Every space station you come across allows you to dock and enter it. After that, you assume your character in third person mode and you manually move yourself to trade, do business and converse with other characters. In the beta testing right now, the facilities can be quite empty but already, there are many NPCs populating the area and in most cases, you can have meaningful conversations with many of them. Conversations in MMORPGs are highly derivative of Meridian 59, with the text-based chat window. Earth and Beyond offers some good old fashioned topic-oriented RPG conversations, which helps flesh out characters in the game. Characters, for example, can only talk to a few people at once; a nice touch of realism. Space lanes are also populated with both interactive characters, like command ships and mundane ones, like convoys of merchant freighters. The developers are also promising a CNN newscast type program to be available at every space station, integrating community features of an MMORPG inside the game itself.

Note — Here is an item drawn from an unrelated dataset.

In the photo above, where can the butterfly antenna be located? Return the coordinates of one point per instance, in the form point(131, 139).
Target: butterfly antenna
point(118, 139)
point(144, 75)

Earth and Beyond features some smashing visceral graphics. Lens flare and celestial objects are rendered beautifully. The sound and music is distinct, unique to each faction you join. There are a few problems now with lag and the collision detection when docked at a station is not working quite as well as it should. I often walked right through solid tables. But these quibbles are minor as Earth and Beyond is still in beta testing. Dynamic in nature, Earth and Beyond avoids the tired feeling of MMORPGs; it doesn't seem like a game where you will go in, level up at the nearest dungeon to buy more goodies or gain more spells. The universe Westwood has made feels alive already, even without the guilds and player created atmosphere. The game looks to be massive and it will potentially take hours for you just to finish the training section. It looks like Westwood, previously the exclusive purveyor of RTS titles, is becoming one of the most innovative houses under Electronic Arts. After taking on the FPS genre with C&C Renegade, its foray into MMORPGs is looking even better. Taking a page from Origin's Privateer and mixing it with compelling background material, Earth and Beyond is shaping up to be a winner.